Quelle est l’objet de votre thèse dans le cadre de cette Cifre ? Comment organisez-vous votre temps, entre l'entreprise, le laboratoire et vos travaux recherche ?

Alessia Sanna : En Cifre, nos propres objets de recherche cohabitent parfois avec l’objet de recherche touché par l’entreprise. En ce sens ; mon sujet, axé sur la data visualisation des données concrètes dans le champ des arts se mêle à l’étude du capital relationnel, principalement forgé par les données abstraites. Tandis que ma recherche création fait état d’un usage poétique des données à partir de captations strictement quantifiables, j’entre désormais dans un processus expérimental où la relation et les données émotionnelles composent une économie à repenser. Somme toute, mes investigations portent actuellement sur les modes d’évaluation du capital relationnel à partir du Relation Score, un outil conçu par Philippe Alberola, responsable scientifique de mes recherches en entreprise. La répartition du temps consacré à l’étude du spectre immatériel opposant données tangibles et intangibles comprend trois axes, segmentés à parts égales entre pratique plastique, recherche théorique et missions sur le terrain.

Quels sont vos projets, artistiques, scientifiques, professionnels ?

Alessia Sanna : Mes projets consistent avant tout à me concentrer sur le développement de mes travaux de recherche afin de produire ma thèse de recherche efficacement : la durée de contrat est de trois ans. En termes de création, ma dernière exposition Screen City exposée au 5è Lieu dans le cadre du Festival Ososphère, s’est achevée en octobre dernier à Strasbourg, et me conforte dans l’idée de produire davantage des œuvres immersives à partir de nos données. De nouveaux projets voient donc le jour : je participerai prochainement à un atelier de cocréation au sein du musée de la Cour d’or de Metz, en vue de la production d’une nouvelle pièce, sous condition de sélection. Ainsi se font et se défont mes intentions artistiques : au gré des opportunités, des appels à projets et de l’écosystème qui m’entoure.

À propos de la thèse d’Alessia Sanna :

Intitulé de la thèse : (titre provisoire) « DONNEES SENSIBLES. Mises en relations et modélisations points par points : visualiser les formes et les limites de l’incommensurable dans le champ des arts plastiques ». École doctorale de rattachement : École doctorale arts plastiques, esthétique & sciences de l'art depuis 2021. Unité de recherche de rattachement : Institut ACTE – Arts Créations Théories Esthétique – (UR 7539). Financement : Conventions industrielles de formation par la recherche (Cifre), entreprise cosignataire : Hopscotch group, Agence Human to Human. Directeur de thèse : Yann Toma, Professeur des universités en Arts Plastiques et Sciences de l'art.

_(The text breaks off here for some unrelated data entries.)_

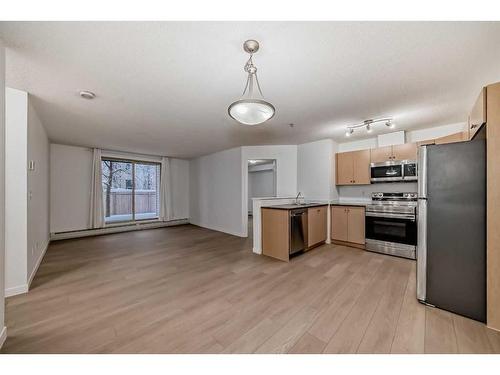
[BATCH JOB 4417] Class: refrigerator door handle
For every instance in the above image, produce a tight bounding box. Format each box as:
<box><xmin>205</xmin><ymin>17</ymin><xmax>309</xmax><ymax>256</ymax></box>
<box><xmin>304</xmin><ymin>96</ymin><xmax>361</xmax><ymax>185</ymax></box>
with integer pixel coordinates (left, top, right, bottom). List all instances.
<box><xmin>417</xmin><ymin>199</ymin><xmax>427</xmax><ymax>302</ymax></box>
<box><xmin>417</xmin><ymin>146</ymin><xmax>427</xmax><ymax>198</ymax></box>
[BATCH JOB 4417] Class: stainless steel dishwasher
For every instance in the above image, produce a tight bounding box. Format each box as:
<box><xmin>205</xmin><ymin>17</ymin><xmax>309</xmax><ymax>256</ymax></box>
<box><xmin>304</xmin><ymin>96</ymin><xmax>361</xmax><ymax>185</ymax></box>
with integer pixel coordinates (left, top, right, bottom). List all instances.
<box><xmin>290</xmin><ymin>208</ymin><xmax>307</xmax><ymax>255</ymax></box>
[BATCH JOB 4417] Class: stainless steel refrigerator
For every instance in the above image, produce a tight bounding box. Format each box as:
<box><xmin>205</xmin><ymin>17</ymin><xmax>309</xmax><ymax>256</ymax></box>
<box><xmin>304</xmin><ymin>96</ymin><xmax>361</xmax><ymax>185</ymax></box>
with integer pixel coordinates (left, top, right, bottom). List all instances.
<box><xmin>417</xmin><ymin>127</ymin><xmax>486</xmax><ymax>322</ymax></box>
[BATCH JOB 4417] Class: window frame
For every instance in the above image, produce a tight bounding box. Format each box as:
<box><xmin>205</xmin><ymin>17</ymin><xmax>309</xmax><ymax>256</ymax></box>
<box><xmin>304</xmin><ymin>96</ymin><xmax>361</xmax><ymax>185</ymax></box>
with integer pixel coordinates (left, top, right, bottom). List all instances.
<box><xmin>101</xmin><ymin>156</ymin><xmax>161</xmax><ymax>227</ymax></box>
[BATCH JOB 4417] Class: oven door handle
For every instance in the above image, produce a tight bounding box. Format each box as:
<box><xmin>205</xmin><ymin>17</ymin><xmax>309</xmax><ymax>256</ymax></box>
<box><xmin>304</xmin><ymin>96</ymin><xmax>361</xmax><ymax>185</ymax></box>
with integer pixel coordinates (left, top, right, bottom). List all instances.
<box><xmin>366</xmin><ymin>211</ymin><xmax>416</xmax><ymax>221</ymax></box>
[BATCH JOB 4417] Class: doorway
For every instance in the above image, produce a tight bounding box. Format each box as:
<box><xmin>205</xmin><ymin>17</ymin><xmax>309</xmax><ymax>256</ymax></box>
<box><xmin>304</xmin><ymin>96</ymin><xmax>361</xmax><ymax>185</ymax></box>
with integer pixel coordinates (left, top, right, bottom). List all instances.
<box><xmin>247</xmin><ymin>159</ymin><xmax>276</xmax><ymax>222</ymax></box>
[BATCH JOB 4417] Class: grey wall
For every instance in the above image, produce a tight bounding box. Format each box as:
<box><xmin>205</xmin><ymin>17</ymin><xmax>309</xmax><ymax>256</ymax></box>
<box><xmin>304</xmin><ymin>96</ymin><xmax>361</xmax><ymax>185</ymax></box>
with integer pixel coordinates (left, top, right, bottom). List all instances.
<box><xmin>0</xmin><ymin>40</ymin><xmax>7</xmax><ymax>347</ymax></box>
<box><xmin>27</xmin><ymin>100</ymin><xmax>50</xmax><ymax>281</ymax></box>
<box><xmin>189</xmin><ymin>147</ymin><xmax>246</xmax><ymax>237</ymax></box>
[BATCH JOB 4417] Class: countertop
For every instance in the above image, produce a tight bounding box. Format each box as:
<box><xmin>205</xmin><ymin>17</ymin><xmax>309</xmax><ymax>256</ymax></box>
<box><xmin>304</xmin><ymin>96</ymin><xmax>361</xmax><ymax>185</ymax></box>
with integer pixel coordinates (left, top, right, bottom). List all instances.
<box><xmin>262</xmin><ymin>203</ymin><xmax>328</xmax><ymax>210</ymax></box>
<box><xmin>330</xmin><ymin>200</ymin><xmax>372</xmax><ymax>207</ymax></box>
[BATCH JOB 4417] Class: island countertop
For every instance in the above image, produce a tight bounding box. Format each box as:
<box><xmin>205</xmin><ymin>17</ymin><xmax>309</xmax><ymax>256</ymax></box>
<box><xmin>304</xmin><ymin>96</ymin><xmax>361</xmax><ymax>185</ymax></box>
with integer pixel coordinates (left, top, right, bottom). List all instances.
<box><xmin>262</xmin><ymin>203</ymin><xmax>328</xmax><ymax>210</ymax></box>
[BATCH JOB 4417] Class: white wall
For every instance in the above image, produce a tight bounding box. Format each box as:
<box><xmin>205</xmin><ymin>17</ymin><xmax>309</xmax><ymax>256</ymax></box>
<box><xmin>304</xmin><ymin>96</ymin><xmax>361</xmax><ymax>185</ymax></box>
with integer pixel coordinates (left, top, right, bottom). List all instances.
<box><xmin>406</xmin><ymin>122</ymin><xmax>467</xmax><ymax>142</ymax></box>
<box><xmin>248</xmin><ymin>169</ymin><xmax>275</xmax><ymax>212</ymax></box>
<box><xmin>241</xmin><ymin>145</ymin><xmax>297</xmax><ymax>197</ymax></box>
<box><xmin>241</xmin><ymin>145</ymin><xmax>297</xmax><ymax>237</ymax></box>
<box><xmin>189</xmin><ymin>147</ymin><xmax>243</xmax><ymax>237</ymax></box>
<box><xmin>27</xmin><ymin>100</ymin><xmax>50</xmax><ymax>284</ymax></box>
<box><xmin>297</xmin><ymin>139</ymin><xmax>338</xmax><ymax>200</ymax></box>
<box><xmin>170</xmin><ymin>159</ymin><xmax>189</xmax><ymax>219</ymax></box>
<box><xmin>0</xmin><ymin>39</ymin><xmax>7</xmax><ymax>348</ymax></box>
<box><xmin>50</xmin><ymin>143</ymin><xmax>189</xmax><ymax>233</ymax></box>
<box><xmin>5</xmin><ymin>88</ymin><xmax>28</xmax><ymax>295</ymax></box>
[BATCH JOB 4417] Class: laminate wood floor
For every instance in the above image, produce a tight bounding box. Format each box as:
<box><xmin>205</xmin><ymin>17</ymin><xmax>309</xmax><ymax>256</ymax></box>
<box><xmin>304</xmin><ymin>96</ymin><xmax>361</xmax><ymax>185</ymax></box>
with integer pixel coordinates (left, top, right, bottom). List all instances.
<box><xmin>2</xmin><ymin>225</ymin><xmax>500</xmax><ymax>353</ymax></box>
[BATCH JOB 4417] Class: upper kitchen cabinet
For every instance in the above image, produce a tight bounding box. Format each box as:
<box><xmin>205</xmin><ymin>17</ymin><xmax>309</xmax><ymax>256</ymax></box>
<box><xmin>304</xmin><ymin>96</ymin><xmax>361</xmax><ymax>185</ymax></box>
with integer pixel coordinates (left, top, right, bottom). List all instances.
<box><xmin>469</xmin><ymin>87</ymin><xmax>486</xmax><ymax>139</ymax></box>
<box><xmin>370</xmin><ymin>143</ymin><xmax>417</xmax><ymax>163</ymax></box>
<box><xmin>335</xmin><ymin>150</ymin><xmax>370</xmax><ymax>185</ymax></box>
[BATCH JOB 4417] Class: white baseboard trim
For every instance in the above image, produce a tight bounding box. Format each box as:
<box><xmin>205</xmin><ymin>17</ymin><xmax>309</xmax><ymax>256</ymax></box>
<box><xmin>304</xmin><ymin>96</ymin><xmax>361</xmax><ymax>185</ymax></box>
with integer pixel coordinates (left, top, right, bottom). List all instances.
<box><xmin>0</xmin><ymin>327</ymin><xmax>7</xmax><ymax>349</ymax></box>
<box><xmin>5</xmin><ymin>284</ymin><xmax>29</xmax><ymax>298</ymax></box>
<box><xmin>50</xmin><ymin>219</ymin><xmax>189</xmax><ymax>241</ymax></box>
<box><xmin>28</xmin><ymin>239</ymin><xmax>50</xmax><ymax>289</ymax></box>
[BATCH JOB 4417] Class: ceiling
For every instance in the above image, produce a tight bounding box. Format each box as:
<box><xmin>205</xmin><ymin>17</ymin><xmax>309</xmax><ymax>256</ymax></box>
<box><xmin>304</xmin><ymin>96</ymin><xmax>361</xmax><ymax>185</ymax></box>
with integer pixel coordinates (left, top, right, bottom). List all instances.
<box><xmin>0</xmin><ymin>22</ymin><xmax>500</xmax><ymax>158</ymax></box>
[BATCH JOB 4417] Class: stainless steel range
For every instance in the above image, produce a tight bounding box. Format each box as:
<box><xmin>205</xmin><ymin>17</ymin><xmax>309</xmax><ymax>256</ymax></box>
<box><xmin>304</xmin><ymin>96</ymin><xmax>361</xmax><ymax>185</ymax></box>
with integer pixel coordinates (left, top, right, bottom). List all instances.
<box><xmin>365</xmin><ymin>192</ymin><xmax>417</xmax><ymax>259</ymax></box>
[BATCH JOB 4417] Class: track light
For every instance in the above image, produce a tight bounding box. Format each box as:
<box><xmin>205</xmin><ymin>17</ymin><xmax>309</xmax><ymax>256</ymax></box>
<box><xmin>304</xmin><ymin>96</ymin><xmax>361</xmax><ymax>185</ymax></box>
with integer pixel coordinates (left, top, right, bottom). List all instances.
<box><xmin>345</xmin><ymin>117</ymin><xmax>394</xmax><ymax>137</ymax></box>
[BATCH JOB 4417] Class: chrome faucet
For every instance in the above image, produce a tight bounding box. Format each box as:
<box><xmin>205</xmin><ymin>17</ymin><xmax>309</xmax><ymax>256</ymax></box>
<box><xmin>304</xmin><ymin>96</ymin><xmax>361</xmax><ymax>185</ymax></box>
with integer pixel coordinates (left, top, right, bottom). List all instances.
<box><xmin>295</xmin><ymin>191</ymin><xmax>304</xmax><ymax>204</ymax></box>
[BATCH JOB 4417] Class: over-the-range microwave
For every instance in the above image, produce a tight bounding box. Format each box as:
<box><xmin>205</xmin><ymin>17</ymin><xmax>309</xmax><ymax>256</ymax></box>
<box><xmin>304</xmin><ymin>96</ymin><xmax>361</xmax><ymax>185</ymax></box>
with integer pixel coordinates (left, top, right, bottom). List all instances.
<box><xmin>370</xmin><ymin>160</ymin><xmax>417</xmax><ymax>182</ymax></box>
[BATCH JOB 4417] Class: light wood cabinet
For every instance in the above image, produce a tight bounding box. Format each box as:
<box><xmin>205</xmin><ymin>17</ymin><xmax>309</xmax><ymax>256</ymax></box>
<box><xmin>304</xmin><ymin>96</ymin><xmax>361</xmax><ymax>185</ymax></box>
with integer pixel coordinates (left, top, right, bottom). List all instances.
<box><xmin>370</xmin><ymin>143</ymin><xmax>417</xmax><ymax>163</ymax></box>
<box><xmin>307</xmin><ymin>206</ymin><xmax>327</xmax><ymax>247</ymax></box>
<box><xmin>434</xmin><ymin>132</ymin><xmax>469</xmax><ymax>145</ymax></box>
<box><xmin>335</xmin><ymin>150</ymin><xmax>370</xmax><ymax>185</ymax></box>
<box><xmin>331</xmin><ymin>206</ymin><xmax>348</xmax><ymax>242</ymax></box>
<box><xmin>335</xmin><ymin>152</ymin><xmax>354</xmax><ymax>185</ymax></box>
<box><xmin>469</xmin><ymin>87</ymin><xmax>487</xmax><ymax>139</ymax></box>
<box><xmin>331</xmin><ymin>206</ymin><xmax>365</xmax><ymax>245</ymax></box>
<box><xmin>261</xmin><ymin>208</ymin><xmax>290</xmax><ymax>262</ymax></box>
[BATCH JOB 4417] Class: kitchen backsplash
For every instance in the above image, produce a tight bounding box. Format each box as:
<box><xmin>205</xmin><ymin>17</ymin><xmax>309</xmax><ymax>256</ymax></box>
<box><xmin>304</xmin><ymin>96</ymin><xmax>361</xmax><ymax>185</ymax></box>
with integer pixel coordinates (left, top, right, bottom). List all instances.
<box><xmin>338</xmin><ymin>182</ymin><xmax>417</xmax><ymax>200</ymax></box>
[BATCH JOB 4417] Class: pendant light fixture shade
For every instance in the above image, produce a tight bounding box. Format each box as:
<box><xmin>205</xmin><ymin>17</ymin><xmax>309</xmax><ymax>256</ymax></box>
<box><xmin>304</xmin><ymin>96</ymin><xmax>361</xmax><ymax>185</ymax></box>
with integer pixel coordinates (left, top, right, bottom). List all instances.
<box><xmin>228</xmin><ymin>40</ymin><xmax>276</xmax><ymax>125</ymax></box>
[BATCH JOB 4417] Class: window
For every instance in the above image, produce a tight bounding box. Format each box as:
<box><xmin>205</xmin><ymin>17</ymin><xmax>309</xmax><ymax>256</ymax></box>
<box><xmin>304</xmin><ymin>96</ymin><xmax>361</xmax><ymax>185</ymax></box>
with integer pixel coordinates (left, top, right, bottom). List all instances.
<box><xmin>102</xmin><ymin>159</ymin><xmax>160</xmax><ymax>223</ymax></box>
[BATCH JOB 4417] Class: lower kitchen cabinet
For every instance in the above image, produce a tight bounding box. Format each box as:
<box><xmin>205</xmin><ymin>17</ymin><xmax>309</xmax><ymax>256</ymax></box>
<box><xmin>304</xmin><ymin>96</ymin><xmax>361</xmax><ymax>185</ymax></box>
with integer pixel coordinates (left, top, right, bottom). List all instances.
<box><xmin>331</xmin><ymin>206</ymin><xmax>365</xmax><ymax>246</ymax></box>
<box><xmin>261</xmin><ymin>205</ymin><xmax>328</xmax><ymax>262</ymax></box>
<box><xmin>307</xmin><ymin>206</ymin><xmax>327</xmax><ymax>248</ymax></box>
<box><xmin>261</xmin><ymin>208</ymin><xmax>290</xmax><ymax>262</ymax></box>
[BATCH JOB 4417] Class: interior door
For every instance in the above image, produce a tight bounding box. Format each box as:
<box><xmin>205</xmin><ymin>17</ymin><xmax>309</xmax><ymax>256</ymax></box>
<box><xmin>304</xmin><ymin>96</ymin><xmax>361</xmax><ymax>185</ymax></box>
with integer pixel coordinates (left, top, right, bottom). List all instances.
<box><xmin>353</xmin><ymin>150</ymin><xmax>370</xmax><ymax>185</ymax></box>
<box><xmin>336</xmin><ymin>152</ymin><xmax>353</xmax><ymax>185</ymax></box>
<box><xmin>331</xmin><ymin>206</ymin><xmax>347</xmax><ymax>242</ymax></box>
<box><xmin>347</xmin><ymin>207</ymin><xmax>365</xmax><ymax>245</ymax></box>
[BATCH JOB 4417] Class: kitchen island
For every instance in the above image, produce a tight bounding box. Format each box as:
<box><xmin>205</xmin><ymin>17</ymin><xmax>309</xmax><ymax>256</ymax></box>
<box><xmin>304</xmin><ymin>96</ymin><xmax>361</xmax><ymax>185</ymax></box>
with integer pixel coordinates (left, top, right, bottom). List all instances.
<box><xmin>261</xmin><ymin>203</ymin><xmax>328</xmax><ymax>262</ymax></box>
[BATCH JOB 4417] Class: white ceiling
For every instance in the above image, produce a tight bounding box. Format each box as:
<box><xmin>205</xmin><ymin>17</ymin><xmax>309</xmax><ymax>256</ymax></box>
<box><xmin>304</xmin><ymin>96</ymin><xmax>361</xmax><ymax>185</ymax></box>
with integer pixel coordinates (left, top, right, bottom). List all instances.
<box><xmin>0</xmin><ymin>22</ymin><xmax>500</xmax><ymax>157</ymax></box>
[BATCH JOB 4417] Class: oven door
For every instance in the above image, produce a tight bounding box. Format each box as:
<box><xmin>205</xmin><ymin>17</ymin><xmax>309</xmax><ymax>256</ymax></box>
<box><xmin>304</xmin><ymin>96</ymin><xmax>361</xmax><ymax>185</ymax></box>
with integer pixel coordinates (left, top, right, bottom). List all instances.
<box><xmin>365</xmin><ymin>212</ymin><xmax>417</xmax><ymax>246</ymax></box>
<box><xmin>370</xmin><ymin>161</ymin><xmax>403</xmax><ymax>182</ymax></box>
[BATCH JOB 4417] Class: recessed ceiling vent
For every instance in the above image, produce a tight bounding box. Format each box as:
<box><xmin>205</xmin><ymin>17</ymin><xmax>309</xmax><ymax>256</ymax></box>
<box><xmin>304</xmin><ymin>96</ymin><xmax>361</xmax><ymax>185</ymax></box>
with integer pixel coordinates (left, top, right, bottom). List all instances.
<box><xmin>80</xmin><ymin>90</ymin><xmax>95</xmax><ymax>100</ymax></box>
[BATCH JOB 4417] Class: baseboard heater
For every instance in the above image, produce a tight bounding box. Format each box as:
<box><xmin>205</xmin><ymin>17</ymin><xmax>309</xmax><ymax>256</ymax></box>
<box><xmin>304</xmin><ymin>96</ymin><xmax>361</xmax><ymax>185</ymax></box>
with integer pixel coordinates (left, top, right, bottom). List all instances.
<box><xmin>50</xmin><ymin>219</ymin><xmax>189</xmax><ymax>241</ymax></box>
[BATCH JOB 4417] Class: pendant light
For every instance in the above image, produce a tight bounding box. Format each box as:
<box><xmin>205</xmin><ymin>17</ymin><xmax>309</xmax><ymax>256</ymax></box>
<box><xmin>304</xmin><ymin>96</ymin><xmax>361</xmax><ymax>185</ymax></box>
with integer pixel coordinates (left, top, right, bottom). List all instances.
<box><xmin>228</xmin><ymin>40</ymin><xmax>276</xmax><ymax>125</ymax></box>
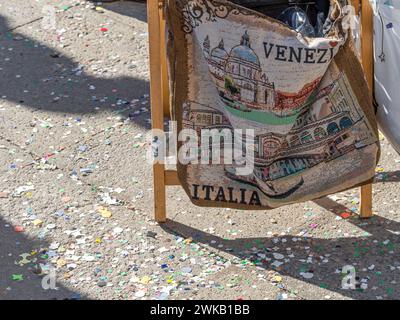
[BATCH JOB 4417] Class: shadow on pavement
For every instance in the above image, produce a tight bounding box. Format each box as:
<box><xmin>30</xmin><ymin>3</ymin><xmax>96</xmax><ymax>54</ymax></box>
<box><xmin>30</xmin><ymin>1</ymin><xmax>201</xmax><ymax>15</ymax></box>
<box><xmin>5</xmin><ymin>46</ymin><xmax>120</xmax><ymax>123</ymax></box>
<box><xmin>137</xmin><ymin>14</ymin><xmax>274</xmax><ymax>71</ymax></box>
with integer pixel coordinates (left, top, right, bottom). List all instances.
<box><xmin>0</xmin><ymin>217</ymin><xmax>84</xmax><ymax>300</ymax></box>
<box><xmin>161</xmin><ymin>198</ymin><xmax>400</xmax><ymax>299</ymax></box>
<box><xmin>101</xmin><ymin>0</ymin><xmax>147</xmax><ymax>22</ymax></box>
<box><xmin>0</xmin><ymin>12</ymin><xmax>149</xmax><ymax>128</ymax></box>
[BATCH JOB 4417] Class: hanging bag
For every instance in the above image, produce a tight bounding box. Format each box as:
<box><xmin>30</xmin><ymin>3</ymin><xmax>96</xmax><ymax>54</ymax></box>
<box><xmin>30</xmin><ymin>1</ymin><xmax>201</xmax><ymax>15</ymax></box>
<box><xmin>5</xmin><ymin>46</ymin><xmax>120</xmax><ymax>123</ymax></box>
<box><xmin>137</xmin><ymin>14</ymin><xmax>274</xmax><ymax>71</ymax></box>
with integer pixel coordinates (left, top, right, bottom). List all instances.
<box><xmin>165</xmin><ymin>0</ymin><xmax>379</xmax><ymax>209</ymax></box>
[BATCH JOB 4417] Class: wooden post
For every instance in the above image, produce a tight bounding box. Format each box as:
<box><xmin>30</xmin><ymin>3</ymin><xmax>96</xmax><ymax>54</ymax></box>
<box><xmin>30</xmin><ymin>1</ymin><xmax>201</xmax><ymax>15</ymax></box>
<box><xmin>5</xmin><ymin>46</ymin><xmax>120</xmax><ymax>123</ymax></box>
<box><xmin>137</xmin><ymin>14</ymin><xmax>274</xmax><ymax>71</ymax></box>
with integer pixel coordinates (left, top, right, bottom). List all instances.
<box><xmin>159</xmin><ymin>0</ymin><xmax>170</xmax><ymax>117</ymax></box>
<box><xmin>359</xmin><ymin>0</ymin><xmax>374</xmax><ymax>218</ymax></box>
<box><xmin>147</xmin><ymin>0</ymin><xmax>167</xmax><ymax>222</ymax></box>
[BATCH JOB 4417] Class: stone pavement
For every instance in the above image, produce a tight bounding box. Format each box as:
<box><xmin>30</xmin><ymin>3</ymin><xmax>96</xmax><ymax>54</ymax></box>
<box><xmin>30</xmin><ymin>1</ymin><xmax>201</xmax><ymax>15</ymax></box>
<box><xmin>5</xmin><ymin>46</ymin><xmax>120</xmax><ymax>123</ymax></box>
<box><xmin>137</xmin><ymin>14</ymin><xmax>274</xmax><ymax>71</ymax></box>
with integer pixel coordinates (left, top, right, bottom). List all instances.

Pour en savoir plus sur les projets artistiques d’Alessia Sanna : http://www.alessiasanna.fr/#/

À propos du dispositif Cifre - Conventions Industrielles de Formation par la Recherche :

Le dispositif Cifre permet à un doctorant de préparer sa thèse en entreprise ou dans certaines collectivités. L'entreprise recrute en CDI ou CDD un diplômé de niveau master à qui elle confie une mission de recherche. Le salaire d'embauche est au moins égal à 23 484 € annuel brut. Les Cifre sont intégralement financées par le ministère de l'Enseignement supérieur et de la Recherche qui en a confié la mise en œuvre à l'Association Nationale de la Recherche et de la Technologie (ANRT).